MAP the file is necessary that in the further VMProtect named procedures has defined its address. Further we do " Build Project1 " and it is received otkompilirovannyj the test project and MAP a file.

Multiline appendices

Before compilation VMProtect checks presence of function GetCurrentProcessId in the list of imported functions from kernel32.dll (if the given function is found the protected appendix is multiline). For multiline appendices executor VM is calculated on simultaneous performance up to 256 streams.

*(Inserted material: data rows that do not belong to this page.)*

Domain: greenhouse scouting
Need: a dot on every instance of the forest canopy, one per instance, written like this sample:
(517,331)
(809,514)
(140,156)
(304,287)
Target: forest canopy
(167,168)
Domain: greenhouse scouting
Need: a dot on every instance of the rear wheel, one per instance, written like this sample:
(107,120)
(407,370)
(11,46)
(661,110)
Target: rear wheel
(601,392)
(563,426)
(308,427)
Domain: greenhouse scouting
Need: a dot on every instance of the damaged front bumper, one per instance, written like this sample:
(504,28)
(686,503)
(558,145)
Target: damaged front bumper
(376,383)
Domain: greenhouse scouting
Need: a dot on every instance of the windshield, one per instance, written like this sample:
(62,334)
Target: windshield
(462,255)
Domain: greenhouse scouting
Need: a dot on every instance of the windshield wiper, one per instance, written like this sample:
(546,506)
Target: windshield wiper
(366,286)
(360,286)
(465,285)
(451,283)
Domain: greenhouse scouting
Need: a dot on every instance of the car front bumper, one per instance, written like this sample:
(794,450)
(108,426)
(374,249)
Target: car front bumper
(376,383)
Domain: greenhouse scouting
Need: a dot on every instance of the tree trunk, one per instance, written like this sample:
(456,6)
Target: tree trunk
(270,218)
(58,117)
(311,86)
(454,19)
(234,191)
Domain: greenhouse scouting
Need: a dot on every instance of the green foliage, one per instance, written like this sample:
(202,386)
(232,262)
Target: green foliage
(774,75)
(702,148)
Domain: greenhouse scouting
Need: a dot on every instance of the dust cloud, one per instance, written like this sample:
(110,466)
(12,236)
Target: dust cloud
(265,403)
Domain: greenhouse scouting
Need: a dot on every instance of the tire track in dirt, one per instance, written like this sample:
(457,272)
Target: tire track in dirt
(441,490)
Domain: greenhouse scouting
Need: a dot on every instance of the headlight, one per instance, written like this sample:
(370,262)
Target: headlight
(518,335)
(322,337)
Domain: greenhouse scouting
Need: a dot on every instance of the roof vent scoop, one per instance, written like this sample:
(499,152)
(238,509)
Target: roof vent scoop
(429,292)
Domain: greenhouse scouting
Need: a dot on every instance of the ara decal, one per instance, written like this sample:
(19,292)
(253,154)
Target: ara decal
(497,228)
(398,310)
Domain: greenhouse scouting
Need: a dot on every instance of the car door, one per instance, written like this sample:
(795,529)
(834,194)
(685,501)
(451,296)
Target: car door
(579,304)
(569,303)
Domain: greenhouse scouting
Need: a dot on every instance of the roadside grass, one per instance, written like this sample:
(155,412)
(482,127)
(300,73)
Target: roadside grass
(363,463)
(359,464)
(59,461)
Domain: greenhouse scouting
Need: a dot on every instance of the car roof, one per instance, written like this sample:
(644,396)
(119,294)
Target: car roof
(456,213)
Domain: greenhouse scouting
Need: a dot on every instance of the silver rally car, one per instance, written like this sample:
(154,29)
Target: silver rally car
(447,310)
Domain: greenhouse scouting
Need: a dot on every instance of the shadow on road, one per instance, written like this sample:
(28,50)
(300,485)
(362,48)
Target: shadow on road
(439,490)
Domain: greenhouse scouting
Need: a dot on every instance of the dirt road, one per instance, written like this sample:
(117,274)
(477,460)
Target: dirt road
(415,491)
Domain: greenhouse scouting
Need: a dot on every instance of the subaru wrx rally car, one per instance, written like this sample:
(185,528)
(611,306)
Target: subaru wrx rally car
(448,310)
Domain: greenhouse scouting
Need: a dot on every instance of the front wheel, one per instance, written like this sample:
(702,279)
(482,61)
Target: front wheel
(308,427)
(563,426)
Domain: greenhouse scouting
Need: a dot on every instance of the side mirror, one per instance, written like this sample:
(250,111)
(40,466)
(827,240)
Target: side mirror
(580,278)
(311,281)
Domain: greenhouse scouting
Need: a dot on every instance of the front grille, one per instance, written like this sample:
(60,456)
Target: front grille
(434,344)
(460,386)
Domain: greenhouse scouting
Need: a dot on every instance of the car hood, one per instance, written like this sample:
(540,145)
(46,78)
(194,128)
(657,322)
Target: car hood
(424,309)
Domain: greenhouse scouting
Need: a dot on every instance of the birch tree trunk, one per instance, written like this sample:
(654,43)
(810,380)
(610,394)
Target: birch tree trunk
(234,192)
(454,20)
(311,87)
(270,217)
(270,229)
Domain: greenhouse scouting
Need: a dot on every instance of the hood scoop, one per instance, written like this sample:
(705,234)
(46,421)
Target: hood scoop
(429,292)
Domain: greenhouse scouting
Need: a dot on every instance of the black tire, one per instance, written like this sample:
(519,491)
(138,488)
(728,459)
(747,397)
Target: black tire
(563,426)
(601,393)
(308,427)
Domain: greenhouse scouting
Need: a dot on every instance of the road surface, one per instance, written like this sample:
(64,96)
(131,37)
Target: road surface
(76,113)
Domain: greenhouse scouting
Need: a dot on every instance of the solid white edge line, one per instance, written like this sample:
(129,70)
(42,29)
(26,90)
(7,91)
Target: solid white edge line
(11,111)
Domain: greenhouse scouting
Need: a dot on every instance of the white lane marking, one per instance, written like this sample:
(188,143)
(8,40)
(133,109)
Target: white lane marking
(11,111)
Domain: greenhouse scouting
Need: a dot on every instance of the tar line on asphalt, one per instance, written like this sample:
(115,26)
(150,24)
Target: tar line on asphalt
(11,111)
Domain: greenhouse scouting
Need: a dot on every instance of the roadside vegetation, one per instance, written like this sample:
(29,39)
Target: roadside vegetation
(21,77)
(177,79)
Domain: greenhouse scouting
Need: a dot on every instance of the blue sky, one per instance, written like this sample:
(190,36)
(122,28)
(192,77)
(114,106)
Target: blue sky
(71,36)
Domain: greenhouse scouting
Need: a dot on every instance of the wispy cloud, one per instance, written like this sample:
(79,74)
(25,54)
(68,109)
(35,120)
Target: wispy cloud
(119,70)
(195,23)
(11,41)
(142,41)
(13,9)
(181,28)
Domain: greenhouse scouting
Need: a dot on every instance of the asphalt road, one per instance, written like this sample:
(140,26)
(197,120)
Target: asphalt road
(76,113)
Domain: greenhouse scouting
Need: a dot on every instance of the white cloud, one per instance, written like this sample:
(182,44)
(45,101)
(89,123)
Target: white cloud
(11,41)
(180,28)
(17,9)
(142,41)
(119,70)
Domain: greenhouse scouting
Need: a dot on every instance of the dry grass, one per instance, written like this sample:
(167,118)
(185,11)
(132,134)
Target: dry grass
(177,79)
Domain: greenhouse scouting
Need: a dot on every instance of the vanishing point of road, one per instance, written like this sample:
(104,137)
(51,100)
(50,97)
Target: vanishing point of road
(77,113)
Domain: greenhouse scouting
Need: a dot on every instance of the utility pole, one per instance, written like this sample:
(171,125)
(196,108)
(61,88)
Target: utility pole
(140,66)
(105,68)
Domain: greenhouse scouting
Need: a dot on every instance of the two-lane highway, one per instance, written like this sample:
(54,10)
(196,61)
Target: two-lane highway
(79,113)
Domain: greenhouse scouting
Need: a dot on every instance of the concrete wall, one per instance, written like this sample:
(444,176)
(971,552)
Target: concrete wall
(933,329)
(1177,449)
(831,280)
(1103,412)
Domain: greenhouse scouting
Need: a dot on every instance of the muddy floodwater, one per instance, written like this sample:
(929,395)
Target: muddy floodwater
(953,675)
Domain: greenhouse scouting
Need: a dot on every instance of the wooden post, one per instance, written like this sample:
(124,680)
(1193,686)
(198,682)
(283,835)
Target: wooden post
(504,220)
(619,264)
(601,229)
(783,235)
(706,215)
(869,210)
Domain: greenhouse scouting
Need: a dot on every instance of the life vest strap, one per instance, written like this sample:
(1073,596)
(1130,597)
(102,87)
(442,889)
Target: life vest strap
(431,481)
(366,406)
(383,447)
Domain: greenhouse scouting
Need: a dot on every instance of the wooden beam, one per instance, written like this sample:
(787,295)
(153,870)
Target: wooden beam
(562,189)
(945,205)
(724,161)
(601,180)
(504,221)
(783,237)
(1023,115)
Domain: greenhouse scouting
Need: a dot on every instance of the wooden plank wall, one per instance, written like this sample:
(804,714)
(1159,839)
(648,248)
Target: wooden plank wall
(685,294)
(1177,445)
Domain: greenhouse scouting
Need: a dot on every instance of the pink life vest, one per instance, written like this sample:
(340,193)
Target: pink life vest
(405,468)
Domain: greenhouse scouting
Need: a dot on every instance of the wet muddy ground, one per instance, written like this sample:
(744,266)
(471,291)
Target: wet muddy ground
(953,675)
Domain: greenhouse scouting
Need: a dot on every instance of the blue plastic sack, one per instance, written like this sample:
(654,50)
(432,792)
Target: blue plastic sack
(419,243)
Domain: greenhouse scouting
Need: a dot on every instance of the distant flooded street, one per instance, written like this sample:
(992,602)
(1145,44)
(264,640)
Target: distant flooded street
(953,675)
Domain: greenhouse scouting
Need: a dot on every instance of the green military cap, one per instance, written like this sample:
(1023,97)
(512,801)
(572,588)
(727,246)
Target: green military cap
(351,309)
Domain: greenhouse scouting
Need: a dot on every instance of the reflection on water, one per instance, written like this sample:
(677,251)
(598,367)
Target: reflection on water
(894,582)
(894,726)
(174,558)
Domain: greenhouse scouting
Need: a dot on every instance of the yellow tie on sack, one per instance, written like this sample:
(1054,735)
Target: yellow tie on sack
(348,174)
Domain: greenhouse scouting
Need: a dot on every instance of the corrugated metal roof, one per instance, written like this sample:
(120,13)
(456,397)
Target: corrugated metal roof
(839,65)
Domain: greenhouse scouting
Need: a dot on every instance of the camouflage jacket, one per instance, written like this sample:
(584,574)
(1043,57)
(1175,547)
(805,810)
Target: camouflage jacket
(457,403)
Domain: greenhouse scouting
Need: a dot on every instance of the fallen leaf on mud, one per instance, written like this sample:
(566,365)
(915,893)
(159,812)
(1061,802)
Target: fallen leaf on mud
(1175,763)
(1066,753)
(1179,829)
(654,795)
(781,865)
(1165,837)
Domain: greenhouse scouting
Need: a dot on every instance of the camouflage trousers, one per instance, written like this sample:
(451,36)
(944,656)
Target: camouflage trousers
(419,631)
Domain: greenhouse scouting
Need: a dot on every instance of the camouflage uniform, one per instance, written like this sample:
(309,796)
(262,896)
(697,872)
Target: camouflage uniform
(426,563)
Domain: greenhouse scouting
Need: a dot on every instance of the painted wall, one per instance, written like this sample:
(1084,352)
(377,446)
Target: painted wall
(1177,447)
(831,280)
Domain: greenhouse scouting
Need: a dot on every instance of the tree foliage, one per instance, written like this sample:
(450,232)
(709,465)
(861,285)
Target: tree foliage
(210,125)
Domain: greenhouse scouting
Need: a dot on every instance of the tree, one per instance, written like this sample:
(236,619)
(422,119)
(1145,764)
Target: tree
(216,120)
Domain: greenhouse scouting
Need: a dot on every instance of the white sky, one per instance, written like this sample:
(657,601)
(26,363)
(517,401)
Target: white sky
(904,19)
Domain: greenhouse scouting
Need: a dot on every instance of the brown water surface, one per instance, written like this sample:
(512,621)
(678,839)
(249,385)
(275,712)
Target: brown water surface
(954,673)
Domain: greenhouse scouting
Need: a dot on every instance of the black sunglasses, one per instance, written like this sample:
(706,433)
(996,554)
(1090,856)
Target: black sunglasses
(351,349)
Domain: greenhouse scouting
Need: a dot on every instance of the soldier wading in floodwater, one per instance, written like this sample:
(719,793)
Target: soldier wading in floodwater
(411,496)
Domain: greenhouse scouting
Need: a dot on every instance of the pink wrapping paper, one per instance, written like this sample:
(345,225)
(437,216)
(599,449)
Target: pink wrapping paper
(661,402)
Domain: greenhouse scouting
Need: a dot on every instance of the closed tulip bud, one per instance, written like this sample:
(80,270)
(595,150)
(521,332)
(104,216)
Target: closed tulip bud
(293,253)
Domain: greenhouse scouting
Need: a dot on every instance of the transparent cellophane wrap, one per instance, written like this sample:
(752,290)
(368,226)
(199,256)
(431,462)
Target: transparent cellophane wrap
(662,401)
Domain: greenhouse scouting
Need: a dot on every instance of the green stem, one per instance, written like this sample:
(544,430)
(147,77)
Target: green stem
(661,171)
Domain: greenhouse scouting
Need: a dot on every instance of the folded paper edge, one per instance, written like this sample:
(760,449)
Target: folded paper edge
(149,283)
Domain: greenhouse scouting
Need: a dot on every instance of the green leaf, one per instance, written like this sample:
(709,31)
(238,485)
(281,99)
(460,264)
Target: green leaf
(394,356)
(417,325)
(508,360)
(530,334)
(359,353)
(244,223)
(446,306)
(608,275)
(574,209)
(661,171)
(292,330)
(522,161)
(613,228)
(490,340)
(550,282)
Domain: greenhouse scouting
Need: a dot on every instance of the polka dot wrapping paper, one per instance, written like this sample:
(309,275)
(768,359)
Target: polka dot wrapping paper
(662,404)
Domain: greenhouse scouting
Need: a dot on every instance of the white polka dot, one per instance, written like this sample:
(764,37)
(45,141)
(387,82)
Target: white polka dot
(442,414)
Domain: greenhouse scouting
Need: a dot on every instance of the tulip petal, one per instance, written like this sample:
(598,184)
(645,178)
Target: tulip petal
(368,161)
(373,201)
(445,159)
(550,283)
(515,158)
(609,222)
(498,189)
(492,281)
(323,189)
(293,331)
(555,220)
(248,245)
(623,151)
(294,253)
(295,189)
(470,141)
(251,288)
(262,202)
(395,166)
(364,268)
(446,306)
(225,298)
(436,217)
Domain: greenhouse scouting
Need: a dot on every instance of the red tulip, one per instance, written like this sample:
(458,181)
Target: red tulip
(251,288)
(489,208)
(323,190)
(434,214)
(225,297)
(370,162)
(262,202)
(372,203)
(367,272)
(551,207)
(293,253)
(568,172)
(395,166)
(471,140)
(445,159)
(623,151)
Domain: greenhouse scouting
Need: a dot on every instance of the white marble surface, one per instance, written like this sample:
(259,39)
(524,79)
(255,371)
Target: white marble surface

If your appendix is the driver or works with a lot of streams in the appendix it is necessary to realize procedure of allocation of memory for needs VM.
Function of allocation of memory should support 2 operating modes (allocation and vysvobodzhenie memories).
Mode of allocation of memory:
- Entrance parameters: register ECX - the size of the allocated block.
- Target parameters: register EAX - the index on the allocated block of memory.
Mode of liberation of memory:
- Entrance parameters: register ECX = 0; EDX - the index on earlier allocated block.

Work with VMProtect

We load our project through item of the menu "File" - "To open". We add in our project the procedure which is responsible for check of correctness of input of the password:

Rice 3.

After addition in our project of all necessary procedures we pass to a bookmark of "Option":
- Mode of debugging (definition of external addresses). As a rule it is applied at protection of programs on Visual Basic .
- To hide constants. At the included option in bajtkode it will be impossible to find addresses of variables or addresses of caused functions in an obvious kind.
- Dynamic creation online of commands. Executor VM can executes not all commands Intel 8086 - therefore such commands are carried out in that kind in which they have met in a code of a protected site. Dynamic creation online of commands also complicates breaking bajtkoda.
- Encoding bajtkoda. Bajtkod it will be written down in a file in the ciphered kind.
- The control of integrity of the executor. At performance of the program executor VM automatically considers the control sum of casual sites of the executor which is used at performance of commands. The control of integrity of the executor is protected by the executor from its change.
- The name sektsy VM. You can specify the name new sektsy in which will be written down executor VM and bajtkod for the executor.
- To delete adjusted elements. Compilers (in particular Delphi) create for EXE files spiok adjusted elements which are not used by operational system at loading EXE of files. At the included option the area borrowed under the list of adjusted elements, will be used under are necessary VM.

After installation of all necessary options we start compilation of the project. After compilation near to a protected file (for example TEST.EXE) the new file (for example TEST.VMP.EXE) in which the specified procedures will work by the virtual machine will be created.

(c) PolyTech

[课程]Android-CTF解题方法汇总！